HSCT for some indications continues to increase but not for others. Of interest is growth of allogeneic HSCT for AML in CR1, myeloproliferative neoplasia and marrow failure and a notable decrease in CLL possibly due to the availability of novel kinase inhibitors. In autologous HSCT, transplant activity in myeloma continues to increase and in particular in amyloidosis possibly following publication of positive results.19

In allogeneic HSCT, the use of unrelated donors continues to increase but less so than in previous years (median 12% annual increase in the years 2004–2010 and 5% annual increase in the years 2011–2014). This is compensated for by an increase in the use of haploidentical donors, who are in some sense competition for unrelated and cord blood transplants (median 2% annual increase in the years 2004–2010 and 25% annual increase in the years 2011–2014).

In this year's survey, we looked at the number of teams performing these particular transplants and activity in unrelated donor cord blood HSCT and haploidentical HSCTs mirrors the transplant activity for these particular indications, that is, more haploidentical HSCTs are also performed by more teams doing haploidentical HSCT.

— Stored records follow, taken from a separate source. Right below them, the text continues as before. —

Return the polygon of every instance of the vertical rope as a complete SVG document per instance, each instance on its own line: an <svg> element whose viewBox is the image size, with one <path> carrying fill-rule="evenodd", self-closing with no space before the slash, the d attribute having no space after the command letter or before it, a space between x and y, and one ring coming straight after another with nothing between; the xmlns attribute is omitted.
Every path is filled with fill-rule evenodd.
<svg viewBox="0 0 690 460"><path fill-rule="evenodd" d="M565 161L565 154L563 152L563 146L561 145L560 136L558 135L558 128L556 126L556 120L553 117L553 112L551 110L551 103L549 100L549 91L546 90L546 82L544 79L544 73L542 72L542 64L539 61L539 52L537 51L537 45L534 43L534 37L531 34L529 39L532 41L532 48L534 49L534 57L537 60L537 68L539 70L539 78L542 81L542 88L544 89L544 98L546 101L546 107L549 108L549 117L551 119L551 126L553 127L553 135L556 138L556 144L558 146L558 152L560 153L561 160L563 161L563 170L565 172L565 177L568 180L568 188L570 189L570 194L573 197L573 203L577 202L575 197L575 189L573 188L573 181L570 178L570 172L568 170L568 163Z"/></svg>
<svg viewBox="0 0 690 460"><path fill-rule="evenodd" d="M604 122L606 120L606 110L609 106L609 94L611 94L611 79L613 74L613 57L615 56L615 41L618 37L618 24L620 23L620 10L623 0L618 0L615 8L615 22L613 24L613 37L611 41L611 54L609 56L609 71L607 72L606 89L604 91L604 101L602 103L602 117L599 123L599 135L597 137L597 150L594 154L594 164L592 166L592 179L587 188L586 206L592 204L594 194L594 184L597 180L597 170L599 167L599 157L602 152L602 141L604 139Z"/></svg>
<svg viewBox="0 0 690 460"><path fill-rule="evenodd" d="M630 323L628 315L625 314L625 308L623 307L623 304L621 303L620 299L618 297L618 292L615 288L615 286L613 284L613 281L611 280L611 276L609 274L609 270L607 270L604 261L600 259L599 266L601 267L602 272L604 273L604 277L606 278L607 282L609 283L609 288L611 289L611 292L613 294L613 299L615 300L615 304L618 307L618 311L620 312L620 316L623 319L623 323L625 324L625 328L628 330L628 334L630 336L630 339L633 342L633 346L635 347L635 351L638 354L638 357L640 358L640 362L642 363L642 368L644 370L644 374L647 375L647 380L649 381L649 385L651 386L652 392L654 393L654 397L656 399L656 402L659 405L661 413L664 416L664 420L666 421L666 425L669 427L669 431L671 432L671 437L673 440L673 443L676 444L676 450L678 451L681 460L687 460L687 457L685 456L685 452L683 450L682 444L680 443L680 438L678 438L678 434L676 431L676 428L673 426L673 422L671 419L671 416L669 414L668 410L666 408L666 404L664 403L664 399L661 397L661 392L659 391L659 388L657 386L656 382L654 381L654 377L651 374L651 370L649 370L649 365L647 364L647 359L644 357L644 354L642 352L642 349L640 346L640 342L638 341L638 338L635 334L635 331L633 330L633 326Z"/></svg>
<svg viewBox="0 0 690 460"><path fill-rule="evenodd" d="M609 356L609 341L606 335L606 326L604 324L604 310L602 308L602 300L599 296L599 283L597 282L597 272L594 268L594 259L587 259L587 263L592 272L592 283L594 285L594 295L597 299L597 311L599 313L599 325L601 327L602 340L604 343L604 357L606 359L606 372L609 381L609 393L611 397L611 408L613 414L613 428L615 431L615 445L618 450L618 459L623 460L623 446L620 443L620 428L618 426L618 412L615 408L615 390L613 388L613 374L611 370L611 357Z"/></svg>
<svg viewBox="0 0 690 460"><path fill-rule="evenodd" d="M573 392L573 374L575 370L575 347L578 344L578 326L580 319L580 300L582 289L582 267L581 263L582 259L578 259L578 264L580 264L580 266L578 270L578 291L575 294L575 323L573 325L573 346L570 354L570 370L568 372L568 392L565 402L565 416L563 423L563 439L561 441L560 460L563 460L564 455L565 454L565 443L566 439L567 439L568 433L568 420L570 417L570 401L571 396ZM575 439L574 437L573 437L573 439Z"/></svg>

We looked for the first time at allogeneic HSCTs done after autologous HSCTs. The majority of these transplants are for myeloma, non-Hodgkin lymphoma and Hodgkin's lymphoma showing that probably the majority of this activity reflects salvage allogeneic procedures after failed autologous HSCT.

Transplant activity is distributed unevenly throughout Europe, and several analyses have shown correlation with income. As shown here the majority in increased activity for allogeneic and autologous HSCT are in middle income countries, particularly in Eastern Europe who are catching up with Western European countries.

We have added a paragraph on the use of autologous cord blood transplantation. These cord blood products were most certainly retrieved from private autologous cord blood banks.17 The largest indication was for marrow failure. The numbers shown here, that is, slightly more than two procedures per year reflect the rare indications for such transplants and may fuel the discussion on the usefulness of autologous cord blood banks in Europe.

In conclusion, this year's activity survey shows a continued increase in the use of HSCT across Europe. Some trends are visible and are discussed here. The paper reflects current practice and results may be useful to health-care planning and health policy makers.